Efectivamente, o que é que se pretende: que os alunos estejam nas salas de aula ou, simplesmente, que não estejam?
Em primeiro lugar, remete para o professor a decisão de marcar falta ao aluno que é excluído da sala de aula por comportamentos perturbadores. Muito prosaicamente: “marco-lhe falta, porque se está a portar mal, e o castigo, quem o apanha, sou eu que tenho de fazer uma matriz, elaborar um plano de apoio, se for caso disso, para implementar não sei como e se ele aparecer; ou não marco falta?” Responda quem souber! Eu não sei. O que sei é que esta medida se pode tornar perversa, levando não só à não marcação de qualquer falta, como também ao aumento da indisciplina dentro da sala de aula.

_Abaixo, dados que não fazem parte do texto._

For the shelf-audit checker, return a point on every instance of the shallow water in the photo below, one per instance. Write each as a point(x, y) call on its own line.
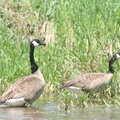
point(51, 111)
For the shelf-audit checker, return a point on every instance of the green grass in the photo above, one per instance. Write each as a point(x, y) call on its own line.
point(87, 34)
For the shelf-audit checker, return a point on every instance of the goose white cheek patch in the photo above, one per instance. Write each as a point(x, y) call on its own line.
point(35, 43)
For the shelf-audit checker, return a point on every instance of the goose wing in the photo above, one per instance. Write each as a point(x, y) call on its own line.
point(87, 81)
point(25, 88)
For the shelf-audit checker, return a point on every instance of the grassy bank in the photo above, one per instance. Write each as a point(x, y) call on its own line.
point(81, 37)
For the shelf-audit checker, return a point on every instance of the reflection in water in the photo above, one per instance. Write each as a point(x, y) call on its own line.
point(50, 111)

Em segundo lugar, e porque o dever de assiduidade acarreta não só a presença na sala de aula, mas também “uma atitude de empenho intelectual e comportamento adequados”, pressupõe-se, e remete-se para o Regulamento Interno das Escolas, que deverá acautelar procedimentos relativos à marcação de faltas de material. E voltamos ao mesmo prosaico problema: “marco-lhe falta de material, tenho de comunicar, por escrito, ao Director de Turma que, por sua vez, tem de comunicar ao Encarregado de Educação e, no final, por estas e pelas anteriores, quem apanha o castigo sou eu, matriz, prova de recuperação, estão a ver, não estão; ou, então, não marco falta de material?” Responda quem souber! Eu não sei. O que sei é que este Estatuto, com a dita prova de recuperação (art.º 22), no que às faltas de material concerne, gera situações perversas de promoção da presença do aluno na sala de aula sem o material indispensável.

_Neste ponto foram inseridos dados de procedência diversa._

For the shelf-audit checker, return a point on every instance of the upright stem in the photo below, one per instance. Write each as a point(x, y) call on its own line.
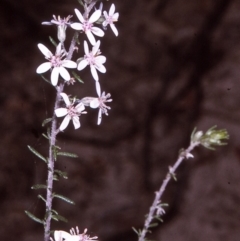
point(50, 165)
point(159, 194)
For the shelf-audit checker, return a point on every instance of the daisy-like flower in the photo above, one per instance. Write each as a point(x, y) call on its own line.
point(98, 103)
point(71, 112)
point(60, 235)
point(86, 25)
point(94, 59)
point(111, 17)
point(55, 62)
point(62, 24)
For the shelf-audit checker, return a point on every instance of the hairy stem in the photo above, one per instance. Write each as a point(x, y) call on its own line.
point(160, 192)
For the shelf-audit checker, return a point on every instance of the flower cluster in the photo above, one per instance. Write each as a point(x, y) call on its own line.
point(89, 24)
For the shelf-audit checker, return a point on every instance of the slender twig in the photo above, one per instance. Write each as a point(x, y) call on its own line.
point(159, 193)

Em terceiro lugar, como é tratada, agora, com este Estatuto, a pontualidade? Qual a exigência, qual o minuto a partir do qual o aluno tem falta de presença por chegar atrasado à aula? Qual a justificação aceitável ou não para o atraso? É altura de, prosaicamente, questionarmos: “Então, marco-lhe falta por ele chegar atrasado e quem apanha o castigo sou eu que… matriz, prova de recuperação… Ou, então, não marco falta?” Responda quem souber! Eu não sei. O que sei é que esta medida não fomenta a pontualidade nem a exigência no cumprimento de regras, atirando, tal como temos vindo a dizer, com o odioso da questão para cima do professor.
Por fim, este Estatuto, ao considerar a aplicação de medidas correctivas – que sempre se destinaram a sancionar atitudes perturbadoras do normal decurso das actividades lectivas ou do correcto relacionamento entre elementos da comunidade escolar – como primeiro passo para a resolução da falta de assiduidade, não só desvirtua e camufla a gravidade de reais situações de indisciplina, (das quais, aliás, seria bom haver estudos que mostrassem as consequências da aplicação deste estatuto…) como cria mecanismos pesadamente burocráticos que não resolvem o problema da assiduidade, antes o escondem, como anteriormente demonstrámos. Em nome de uma prova de recuperação. Em nome de um pretenso sucesso.
Parafraseando a epígrafe, crê que a prova de recuperação implementa uma necessária e efectiva assiduidade dos alunos? Nunca tal ouvimos dizer! Seja como for, o que interessa é a estatística, o pão-nosso destes dias.
J. P. Campos da Fonseca – Licenciatura em Português e Francês; Mestre em Ensino da Língua e da Literatura.